2. At each step, builds `u_{i,t}` exactly as `inference.data.bundle_to_fit_data`
does, so the simulator and the IO-HMM agree on the input vector.
3. Samples the next state from `softmax(α[k, :] + β[k, :, :] @ u_{i,t})`
using `θ̂⁽ᵇ⁾`'s `(α, β)`. SH remains absorbing.
4. Continues to track `tir`, `π`, `c` because the *emission* model and the
network metrics depend on them — but they no longer enter the
*transition* probabilities.
This isolates the IO-HMM's view of policy effects (warning shifts) from any
DGP-specific feedback wiring.
## Worked example: reading Fig. 6
A typical Fig. 6 (failed-evac count vs. `δ`) shows:
* Median curve sloping upward from `δ = -24` to `δ = +24` — later warnings
⇒ more failed evacuations.
* 25–75% inner band giving the typical replicate-to-replicate spread.
* 5–95% outer band giving the worst-case range a reader should expect.
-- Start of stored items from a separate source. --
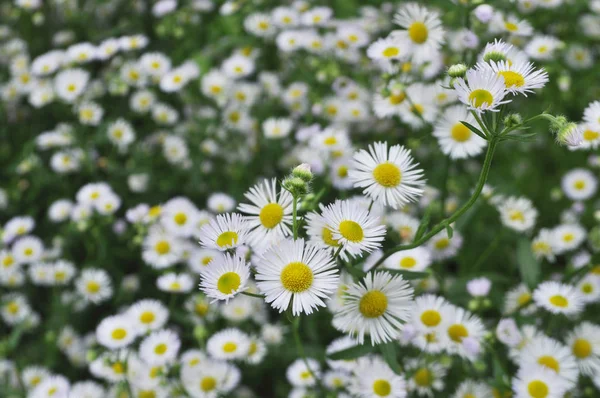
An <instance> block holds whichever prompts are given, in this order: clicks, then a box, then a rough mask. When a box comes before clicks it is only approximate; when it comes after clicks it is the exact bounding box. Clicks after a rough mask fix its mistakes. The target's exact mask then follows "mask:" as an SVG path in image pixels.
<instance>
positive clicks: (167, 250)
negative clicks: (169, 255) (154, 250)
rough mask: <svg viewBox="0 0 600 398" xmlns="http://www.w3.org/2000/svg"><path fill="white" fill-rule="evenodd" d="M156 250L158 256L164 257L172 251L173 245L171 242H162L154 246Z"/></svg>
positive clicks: (160, 242)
To answer *"is δ = -8 distinguishably better than baseline (δ = 0)?"*,
compare the medians at `δ = -8` and `δ = 0`. If the 25–75% interval at
`δ = -8` does not overlap with the 25–75% interval at `δ = 0`, the
improvement is robust to the IO-HMM's parameter uncertainty.
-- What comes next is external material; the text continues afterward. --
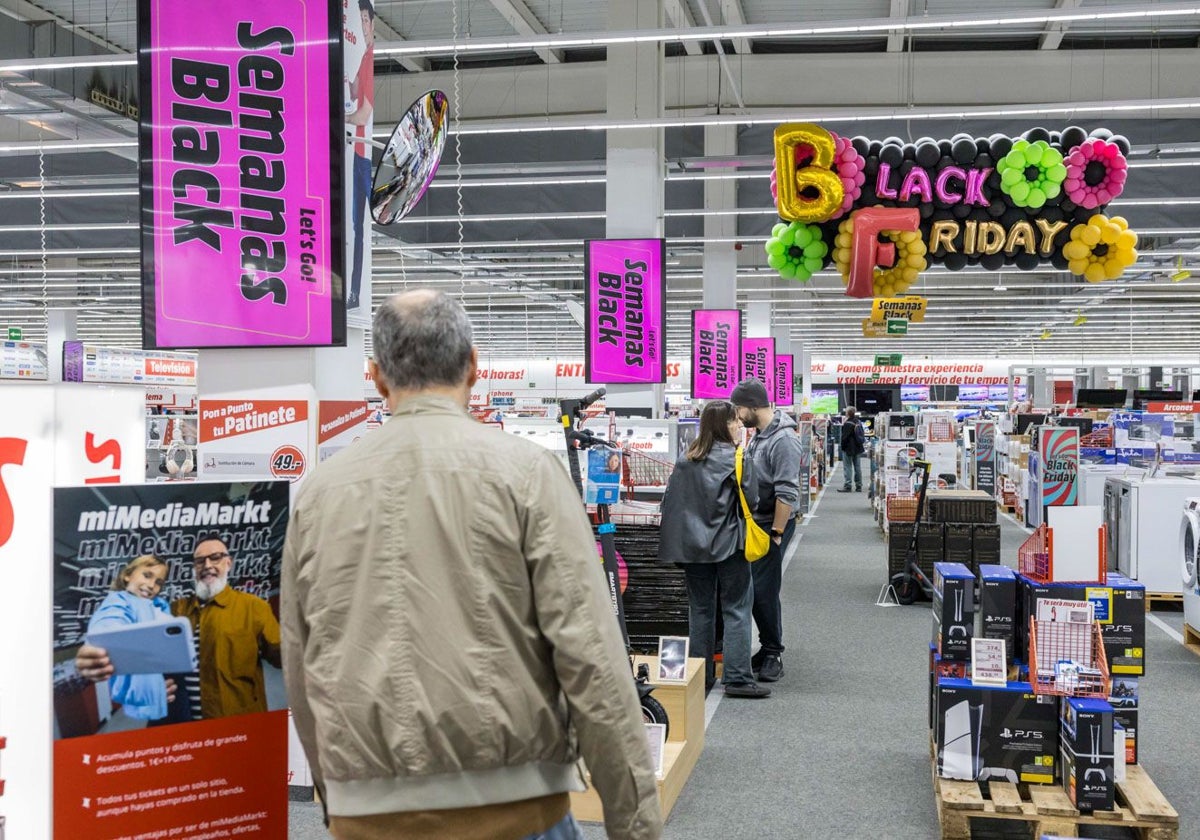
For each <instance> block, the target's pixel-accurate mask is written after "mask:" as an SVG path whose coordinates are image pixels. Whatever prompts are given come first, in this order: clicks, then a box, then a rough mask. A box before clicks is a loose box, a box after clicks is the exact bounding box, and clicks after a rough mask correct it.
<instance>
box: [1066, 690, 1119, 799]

The `bootstrap summary` CLI prints the same information as a table:
```
shift failed_evacuation_count ...
+0 120.00 [115.50,123.00] (109.20,128.10)
-8 102.50 [99.00,106.00] (95.40,110.20)
...
```
Each cell is `median [P25,P75] (P5,P95)`.
## Resampling-only bootstrap, not nonparametric on trajectories
The household-level resample changes which trajectories enter the EM fit,
so each replicate's `θ̂` differs. We do **not** resample at the
trajectory-realization level (i.e. drawing fresh DGP trajectories per
replicate). That's a different kind of bootstrap which mixes
parameter-estimation and DGP-realization uncertainty; we want only the
former for the chapter's policy story.
## Production run
```bash
uv run iohmm-evac bootstrap fit \
--input ./output/baseline.parquet \
--warm-start ./output/fit/ \
--output-dir ./output/bootstrap/fits/ \
--n-replicates 50 --jobs -1 --seed 0
uv run iohmm-evac bootstrap shift-sweep \
--bootstrap-dir ./output/bootstrap/fits/ \
--output ./output/bootstrap/shift_sweep.parquet --seed 0
uv run iohmm-evac report bootstrap-bands \
--input ./output/bootstrap/shift_sweep.parquet \
--output ./output/figures/bootstrap_bands.png
```
The 5-replicate smoke test (used by the test suite and the acceptance
gate) substitutes `--n-replicates 5` for the full 50.